By Dr Ravi P Bhatia – Educationist and Peace Researcher, and a retired Professor, Delhi University. email@example.com
The Indian practice of Yoga is an ancient one that has come to us from prehistoric times from generation to generation. It has now spread to most parts of the world through the efforts of yoga gurus called yogis. It is accepted primarily for its health benefits although practitioners of yoga also enjoy other benefits such as meditation, well-being and a sense of peace and harmony.
People generally do yoga in the company of other people, which gives each person a sense of togetherness and amity. In today’s world where a sense of individuality has become so dominant, where there is an acute sense of competitiveness for getting a job or promotion or whatever, where people are busy with their smart phones and laptops, Yoga gives a simple, healthy opportunity of coming together and learning and sharing each others’ joys and sorrows.
One important yoga asana (exercise) is pranayam or taking a deep breath and holding it for as long as one can.
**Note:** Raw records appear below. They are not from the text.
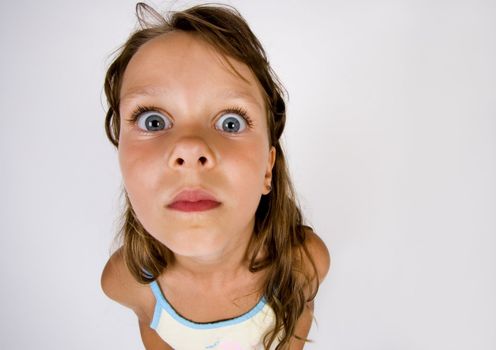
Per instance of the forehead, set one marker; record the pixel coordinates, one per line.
(182, 59)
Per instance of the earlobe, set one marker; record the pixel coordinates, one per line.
(270, 166)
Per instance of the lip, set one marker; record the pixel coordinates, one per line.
(193, 200)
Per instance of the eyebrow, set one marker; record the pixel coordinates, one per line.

Pran literally means life of which breath is its most crucial aspect. Pranayam thus signifies improving your health by breathing properly. This asana also helps in meditation that all Buddhists practice and which is one of the objectives of yoga.
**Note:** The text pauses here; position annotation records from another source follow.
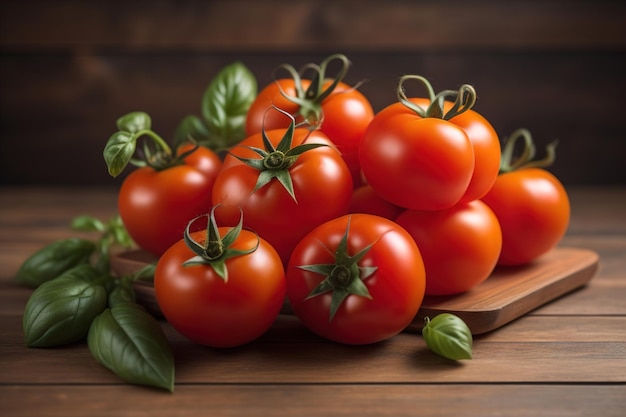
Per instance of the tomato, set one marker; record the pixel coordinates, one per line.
(343, 115)
(155, 205)
(414, 155)
(357, 279)
(218, 312)
(534, 211)
(365, 200)
(486, 145)
(460, 246)
(322, 187)
(414, 162)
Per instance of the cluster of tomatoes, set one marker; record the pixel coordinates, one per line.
(350, 216)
There is another asana that is called laughter yoga. Here people come together, laugh loudly, boisterously and for as long as possible. The asana appears ludicrous to an outsider who may be observing this for the first time, but it has therapeutic benefits. When we laugh loudly, we are exercising our lungs and heart, with blood flowing into various arteries and parts of the body. This is obviously a simple, easy and healthy manner of staying fit without the use of any medicines.
Why has yoga spread to so many parts of the world? Partly because its asanas or exercises are simple to carry out, and partly since no gymnasium or special equipment is required. All that is needed is a hall or open space where people can sit, lie down on their mats and carry out the variousasanas. When a person starts learning he or she requires the help of a yoga guru but once the basic exercises are learnt one can carry out these individually without the aid or presence of any guru.
Seeing its spiritual and mental benefits and its acceptance in many parts of the world, the United Nations General Assembly declared 21 June as the international day for Yoga, in its meeting held on Dec 11, 2014. This acceptance followed a fervent appeal by the Indian Prime Minister Narendra Modi in his address to the UN on September 27, 2014. Mr Modi among other things, stated that
Yoga is an invaluable gift of India’s ancient tradition. It embodies unity of mind and body; thought and action; restraint and fulfillment; harmony between human and nature; a holistic approach to health and well-being…
Despite its international currency some countries do not accept Yoga because it is considered to be a Hindu practice which has religious overtones. One cannot and should not force Yoga upon any person or community that has some doubts or misgivings about it. That is not only politically undesirable; it goes against the very nature and essence of the practice. Yoga is beneficial physically and mentally but this should be accepted by the individual and not be forced upon in any manner.
On a personal level, I have been doing Yoga for the last about two decades. I enjoy it physically, mentally and have a sense of well-being, togetherness and harmony. I hope other people may also try it out and enjoy its many benefits.